8Zudem ist der Bezug der Beklagten zu dem Krankenhaus der Klägerin nur vorübergehend und durch ihre Entlassung aufgehoben (LG Hagen MedR 2009, 675, 676).
9Hinzu kommt: Zu den nach § 269 Abs. 1 BGB zu berücksichtigenden "Umständen" gehört nach den Gesetzesmaterialien auch und gerade der "mutmaßliche Willen der Beteiligten". Der Beklagten als Patientin, die in der Regel das Wort "Gerichtsstand" gar nicht kennt, kann ein mutmaßlicher, auf einen ihr nachteiligen Gerichtsstand bezogener Wille nicht unterstellt werden (vgl. Siemon, MDR 2002, 366, 369; s. a. Balthasar a. a. O., 572 f.). Woraus der BGH in dem Versäumnisurteil seine gegenläufige Erkenntnis ableitet „Es entspricht seinem mutmaßlichen Willen, dass er die Kosten für eine solche Maßnahme aufbringt und dass dies auch am Ort seiner Behandlung erwartet wird“, verrät er nicht. Eine Grundlage ist dafür auch nicht erkennbar; sie bleibt Spekulation.
10Ferner wäre auch eine etwaige Beweisaufnahme über eventuelle Mängel der Leistung der Klägerin nicht – wie beim unbeweglichen Bauwerk – ortsabhängig. Sie würde daher durch eine Zuständigkeit des Gerichts am Sitz der Klägerin weder erleichtert noch verbilligt (vgl. Balthasar a. a. O., 572; Kerwer/Voit MedR 2011, 818, 819; s. a. Prechtel, a. a. O., 248; KG a. a. O.).
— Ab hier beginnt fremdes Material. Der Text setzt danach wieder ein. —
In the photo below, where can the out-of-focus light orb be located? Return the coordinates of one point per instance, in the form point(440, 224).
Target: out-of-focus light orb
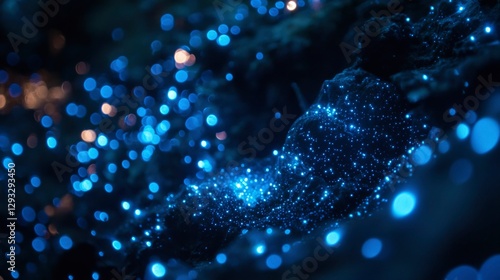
point(422, 155)
point(461, 171)
point(158, 270)
point(490, 269)
point(211, 120)
point(17, 149)
point(403, 204)
point(65, 242)
point(88, 135)
point(291, 5)
point(462, 131)
point(260, 249)
point(371, 248)
point(485, 135)
point(463, 272)
point(221, 258)
point(116, 245)
point(332, 238)
point(223, 40)
point(273, 261)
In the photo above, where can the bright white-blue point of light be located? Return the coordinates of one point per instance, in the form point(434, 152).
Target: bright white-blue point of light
point(260, 249)
point(273, 261)
point(167, 22)
point(183, 104)
point(154, 187)
point(461, 171)
point(403, 204)
point(422, 155)
point(116, 245)
point(28, 214)
point(106, 91)
point(17, 149)
point(65, 242)
point(181, 76)
point(462, 131)
point(38, 244)
point(490, 268)
point(51, 142)
point(485, 135)
point(332, 238)
point(46, 121)
point(211, 35)
point(125, 205)
point(172, 94)
point(211, 120)
point(89, 84)
point(371, 248)
point(223, 40)
point(164, 109)
point(158, 270)
point(465, 272)
point(221, 258)
point(102, 140)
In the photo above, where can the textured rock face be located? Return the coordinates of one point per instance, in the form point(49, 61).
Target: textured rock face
point(337, 154)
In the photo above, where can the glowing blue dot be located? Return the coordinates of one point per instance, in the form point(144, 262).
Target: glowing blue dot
point(71, 109)
point(116, 245)
point(462, 131)
point(167, 22)
point(211, 120)
point(273, 261)
point(490, 268)
point(125, 205)
point(183, 104)
point(485, 135)
point(46, 121)
point(102, 140)
point(154, 187)
point(112, 168)
point(223, 40)
point(38, 244)
point(223, 28)
point(332, 238)
point(211, 35)
point(89, 84)
point(461, 171)
point(260, 249)
point(181, 76)
point(35, 181)
point(221, 258)
point(403, 204)
point(106, 91)
point(235, 30)
point(17, 149)
point(65, 242)
point(371, 248)
point(463, 272)
point(158, 270)
point(51, 142)
point(422, 155)
point(28, 214)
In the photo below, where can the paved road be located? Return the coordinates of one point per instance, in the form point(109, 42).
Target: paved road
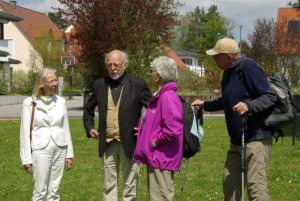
point(11, 106)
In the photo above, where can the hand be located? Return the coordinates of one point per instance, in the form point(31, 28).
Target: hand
point(68, 163)
point(198, 104)
point(241, 108)
point(94, 134)
point(136, 130)
point(28, 168)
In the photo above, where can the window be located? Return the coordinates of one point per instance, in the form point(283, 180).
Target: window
point(294, 26)
point(187, 61)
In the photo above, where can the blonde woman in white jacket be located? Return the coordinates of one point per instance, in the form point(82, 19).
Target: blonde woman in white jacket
point(49, 149)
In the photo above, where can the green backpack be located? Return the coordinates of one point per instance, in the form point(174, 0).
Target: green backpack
point(284, 112)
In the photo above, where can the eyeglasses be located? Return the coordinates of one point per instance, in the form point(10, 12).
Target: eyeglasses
point(115, 65)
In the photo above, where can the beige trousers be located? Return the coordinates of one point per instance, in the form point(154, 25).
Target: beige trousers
point(113, 158)
point(160, 185)
point(256, 164)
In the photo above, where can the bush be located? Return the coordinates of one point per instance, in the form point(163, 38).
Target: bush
point(23, 82)
point(190, 83)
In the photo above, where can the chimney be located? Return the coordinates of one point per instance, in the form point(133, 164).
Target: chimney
point(13, 4)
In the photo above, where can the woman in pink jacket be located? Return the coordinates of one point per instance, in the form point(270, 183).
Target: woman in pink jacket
point(160, 136)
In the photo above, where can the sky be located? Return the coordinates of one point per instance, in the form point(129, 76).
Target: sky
point(240, 12)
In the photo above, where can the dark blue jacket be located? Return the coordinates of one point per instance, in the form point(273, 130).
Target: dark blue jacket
point(251, 87)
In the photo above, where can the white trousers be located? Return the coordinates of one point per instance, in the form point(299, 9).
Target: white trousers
point(48, 168)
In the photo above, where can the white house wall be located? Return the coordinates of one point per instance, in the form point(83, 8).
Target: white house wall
point(20, 45)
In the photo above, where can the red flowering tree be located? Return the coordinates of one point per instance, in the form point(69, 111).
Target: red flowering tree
point(136, 26)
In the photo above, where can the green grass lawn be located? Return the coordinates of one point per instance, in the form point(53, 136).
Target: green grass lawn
point(204, 176)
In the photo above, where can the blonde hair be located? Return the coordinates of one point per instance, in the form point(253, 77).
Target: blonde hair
point(166, 68)
point(40, 81)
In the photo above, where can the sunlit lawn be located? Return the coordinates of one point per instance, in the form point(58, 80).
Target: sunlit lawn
point(204, 175)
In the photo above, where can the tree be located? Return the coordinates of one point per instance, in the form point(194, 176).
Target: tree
point(136, 26)
point(262, 42)
point(56, 19)
point(200, 30)
point(288, 49)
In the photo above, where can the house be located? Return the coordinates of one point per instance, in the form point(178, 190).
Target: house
point(190, 58)
point(288, 35)
point(170, 53)
point(23, 34)
point(6, 48)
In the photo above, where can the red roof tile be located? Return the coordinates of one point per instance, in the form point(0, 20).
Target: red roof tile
point(33, 22)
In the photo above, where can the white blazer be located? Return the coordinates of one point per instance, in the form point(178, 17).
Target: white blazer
point(49, 121)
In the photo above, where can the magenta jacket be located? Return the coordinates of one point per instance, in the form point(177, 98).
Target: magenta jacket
point(163, 121)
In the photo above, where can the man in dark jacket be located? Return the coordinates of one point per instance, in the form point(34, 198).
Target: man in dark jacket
point(246, 93)
point(120, 98)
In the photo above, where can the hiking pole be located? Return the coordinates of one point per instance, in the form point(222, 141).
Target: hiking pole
point(244, 125)
point(184, 179)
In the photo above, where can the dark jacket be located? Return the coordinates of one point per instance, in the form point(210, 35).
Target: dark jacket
point(251, 87)
point(135, 95)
11Schließlich entspricht die hier vertretene Ansicht auch der Ansicht des BGH zu Mietschulden, die wie andere Geldschulden im Zweifel am Wohnsitz des Schuldners zu erfüllen sind und nicht etwa am Ort der Mietsache, obwohl den Mieter insoweit sogar einklagbare Vertragspflichten treffen (vgl. BGH, Urteil vom 05.10.2016 VIII ZR 222/15 juris). Das gilt auch bei der Grundstücksmiete (vgl. Schultzky in: Zöller, 33 Auflage, § 29 ZPO Rn 25.40 mit weiteren Nachweisen).